Er selbst hat seine früheste Jugend in seinem poetischen Erstling geschildert, in dem – unvollendeten – Roman „Lebensstufen"3. Der Held Irtenjew ist nicht in seinen äußeren Erlebnissen und Verhältnissen, aber seiner inneren Entwicklung nach der Dichter selbst. Diese Entwicklung trägt den Stempel der psychologischen Wahrheit und zeigt in dem Kinde den Vater des Mannes. Es ist ein Typus, den Tolstoi auch wohl als den russischen Nationaltypus selbst hinstellt: bei guten Anlagen und regem Geiste leichte Bestimmbarkeit, Mangel an schnellem Entschlusse und ausdauernder Energie, viel gute Vorsätze, aber geringe Kraft, sie auszuführen. Unter wechselndem Namen kehrt derselbe Typus bei Tolstoi immer wieder: wie er Irtenjew in den „Lebensstufen" heißt, so Olenin in den „Kosaken", Besuchow in „Krieg und Frieden", Lewin in „Anna Karenina", Nechljudow in „Auferstehung"; es sind nur ganz wenige und auch nur kleine Dichtungen Tolstois, deren Helden nicht vom Blute ihres Schöpfers getrunken haben, um lebendig zu werden.

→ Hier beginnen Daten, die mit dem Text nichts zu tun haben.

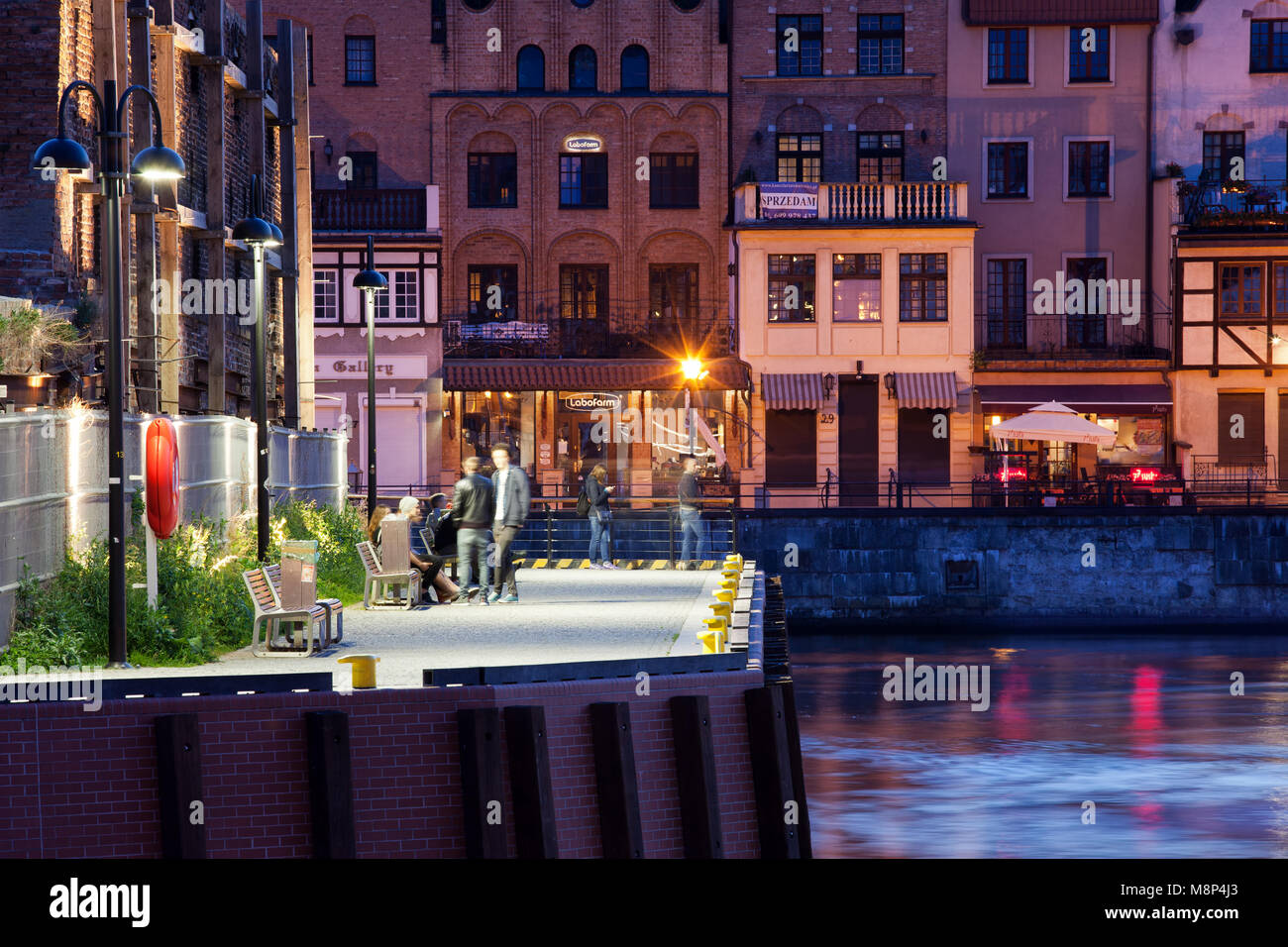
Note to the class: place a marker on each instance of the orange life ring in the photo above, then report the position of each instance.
(162, 478)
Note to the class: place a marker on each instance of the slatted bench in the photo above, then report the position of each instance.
(380, 581)
(334, 605)
(270, 616)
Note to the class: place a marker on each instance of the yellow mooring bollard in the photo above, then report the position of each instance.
(713, 638)
(364, 669)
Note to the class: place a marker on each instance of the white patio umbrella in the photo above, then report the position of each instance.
(1054, 421)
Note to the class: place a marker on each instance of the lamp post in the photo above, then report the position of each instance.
(370, 281)
(694, 372)
(259, 234)
(154, 163)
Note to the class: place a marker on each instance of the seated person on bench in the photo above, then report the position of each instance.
(429, 564)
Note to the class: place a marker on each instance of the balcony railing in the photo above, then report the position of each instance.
(400, 210)
(1026, 337)
(1253, 205)
(907, 202)
(621, 335)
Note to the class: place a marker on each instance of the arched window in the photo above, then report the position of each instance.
(532, 69)
(583, 69)
(635, 68)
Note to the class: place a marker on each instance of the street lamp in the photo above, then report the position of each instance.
(370, 281)
(258, 234)
(154, 163)
(694, 372)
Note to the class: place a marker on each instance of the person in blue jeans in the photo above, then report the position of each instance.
(473, 508)
(600, 519)
(692, 528)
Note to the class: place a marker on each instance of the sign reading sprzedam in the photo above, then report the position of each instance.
(789, 200)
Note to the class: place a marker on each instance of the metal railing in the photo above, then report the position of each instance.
(643, 527)
(902, 201)
(1106, 493)
(1254, 204)
(382, 209)
(1028, 337)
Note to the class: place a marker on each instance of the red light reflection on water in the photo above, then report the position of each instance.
(1146, 709)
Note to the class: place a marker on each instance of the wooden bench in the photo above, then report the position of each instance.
(380, 581)
(334, 605)
(270, 616)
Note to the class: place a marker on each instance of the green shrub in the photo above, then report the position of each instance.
(202, 604)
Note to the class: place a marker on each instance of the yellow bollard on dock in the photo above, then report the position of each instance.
(364, 669)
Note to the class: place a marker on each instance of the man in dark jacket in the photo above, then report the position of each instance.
(473, 508)
(513, 501)
(692, 528)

Die „Lebensstufen" verraten bereits die Klaue des Löwen: in der rücksichtslosen Aufrichtigkeit und Wahrhaftigkeit, womit die Kämpfe des ideal angelegten Knaben mit dem krassen Aberglauben, der oberflächlichen Bildung, der spießbürgerlichen Moral seiner Umgebung geschildert werden, in der realistischen Technik, die den flüchtigsten Schwingungen der Seele so sicher nachzuspüren weiß wie sie die Erscheinungen der Außenwelt plastisch zu gestalten vermag, nicht zuletzt auch in dem wundervollen Zauber der Stimmung, die dieser große Stimmungskünstler namentlich über die Kindheitsgeschichte verbreitet. Die Darstellung bricht in der Mitte der Jünglingsjahre ab, aber wenn Tolstoi ungefähr in diesem Lebensalter die Universität verließ, um das mütterliche Gut zu bewirtschaften, so kann man einige Erzählungen aus dem Leben des Fürsten Nechljudow als die Fortsetzung des Romans betrachten. Als Okzidentaler geht Nechljudow mit allerhand guten Vorsätzen aufs Land, ohne etwas Vernünftiges auszurichten; er kämpft mit Worten gegen die schlechten Zustände, aber er weiß diesen Worten keinen Nachdruck durch gute Taten zu geben. Er will seinen Bauern helfen, aber sie verstehen ihn nicht, sowenig wie er sie. Nechljudow opfert zwecklos sein Vermögen, ergibt sich dem Spiele, endet als Selbstmörder. Noch ist der Zusammenstoß zwischen westeuropäischer Bildung und nationalem Russentum für Tolstoi ein tragischer Fall, der keine andere Versöhnung zulässt als den freiwilligen Tod seines dichterischen Ebenbildes, aber dieselbe Note klingt bei ihm weiter fort und gewiss mit vollstem Rechte, da im neunzehnten Jahrhundert das gutsherrlich-bäuerliche Verhältnis der Angelpunkt der national-russischen Entwicklung war.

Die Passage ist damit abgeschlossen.